O cinema andou tropeçando nas previsões: 2001 – Uma Odisseia no Espaço previa um futuro intergaláctico, mas o que tivemos foram rojões de São João (além da pisada na Lua). Blade Runner achou que 2019 seria povoado por andróides quase humanos — mal sabiam que nem o robô aspirador daria conta de subir no tapete. Mas a ficção nunca previu o mais bizarro: o afeto real por bonecos de silicone, com ciúme e até boletim de ocorrência. Hollywood errou no cenário, mas acertou no absurdo.
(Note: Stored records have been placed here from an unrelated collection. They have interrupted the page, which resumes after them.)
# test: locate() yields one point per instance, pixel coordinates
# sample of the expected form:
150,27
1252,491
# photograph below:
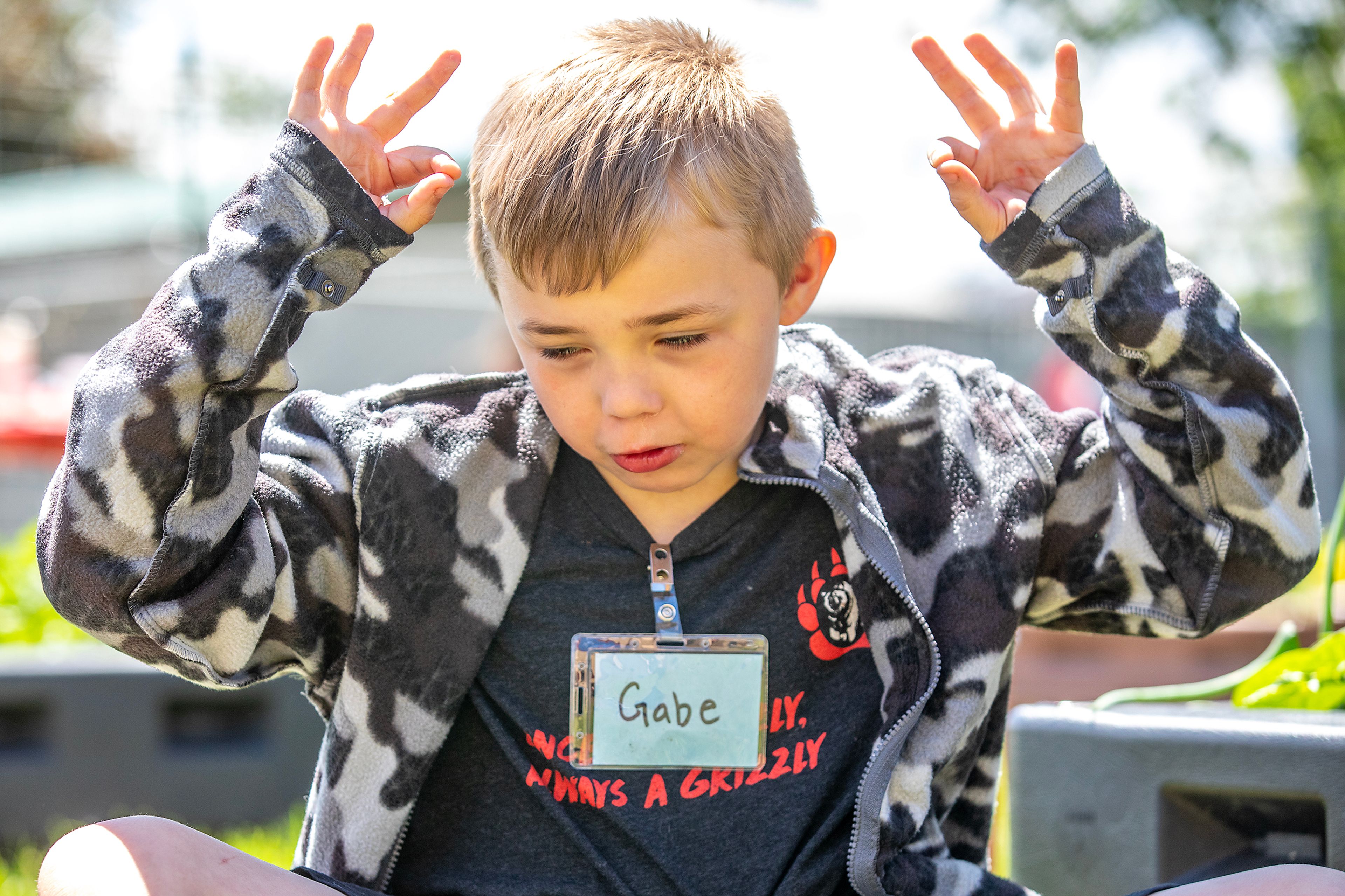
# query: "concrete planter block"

Está aí um bom roteiro: Amor em Plástico Duro — e o Código Penal que lute.

 

A fé no frete grátis

Mudando de assunto: enquanto até o papa se preocupa com a IA e o Dalai Lama medita sobre a ética digital, o real milagre moderno se chama “frete grátis em 7 dias úteis”. A nova religião do consumo tem altar em apps como Shopee e Amazon, onde o fiel não reza, mas rastreia. Só que essa fé tem efeitos colaterais: cada clique é um tijolo a menos no comércio da esquina, e o apocalipse do varejo físico já bate ponto. Se o dízimo antes ia para o armazém da Dona Lourdes, agora financia um armazém em Guangdong. O problema é que, se todo mundo perder o emprego, nem cashback salvará a fé consumista.

 

O evangelho segundo o algoritmo

Lojas fecham, shoppings viram templos do eco vazio, enquanto o Messias do algoritmo entrega cueca, liquidificador e drone num só pacote. Os profetas do mercado avisaram: “cuidado com a concentração de renda em gigantes digitais”. Mas ninguém ouve quando o vestido custa R$ 39 com cupom. A revolução da conveniência trouxe conforto, sim — mas também uma bomba-relógio social. Quando a classe média sentir dor do desemprego (o comércio é o segmento que mais emprega), quem vai sustentar esse paraíso logístico?

 

Shopee, Shein e o exílio do camelô

Se antes o ambulante driblava a fiscalização vendendo óculos escuros na praça, agora quem precisa se reinventar é o lojista do shopping, que virou um consultor de vitrine vazia. O comércio online democratizou o acesso — e precarizou o ganha-pão. O vendedor que você ignorou na loja agora tenta virar influencer no TikTok. A ironia? Até o camelô foi digitalizado. Mas atenção: quando todo mundo for autônomo de si mesmo, sem cliente e sem CLT, a “black friday” será permanente… só que na geladeira.

 

A roda da fortuna emperra

Economistas adoram falar da “roda da economia girando”, mas não contavam que ela giraria tão rápido que ninguém mais conseguiria segurar o eixo. Com o boom do e-commerce chinês, o pequeno comércio morre sufocado e o emprego formal evapora. Resultado: menos renda, menos consumo, menos tudo. Até os sites de compra vão sentir o baque, pois nem boleto parcelado resiste a salário inexistente. Se o mundo não equilibrar essa gangorra digital, o que hoje é conveniência pode virar colapso. E nem a inteligência artificial vai entregar solução no prazo.

 

Bem-vindo, junho com J de Jaqueta

E não é que junho chegou chegando? E com ele o primeiro fim de semana frio em Foz do Iguaçu — aquele em que o casaco finalmente sai do armário e o quentão vira combustível social. As festas juninas começam a pipocar e o cheiro de pinhão no ar substitui o de repelente. Tem gente que ama o inverno só porque economiza no ar-condicionado, mas esquece que o chuveiro elétrico vai mandar lembranças na conta de luz. No fim das contas, o frio é democrático: esquenta o coração nas quadrilhas e congela os pés nas manhãs. Bom fim de semana a todos — agasalhem-se e aproveitem, porque inverno em Foz dura menos que pamonha em quermesse!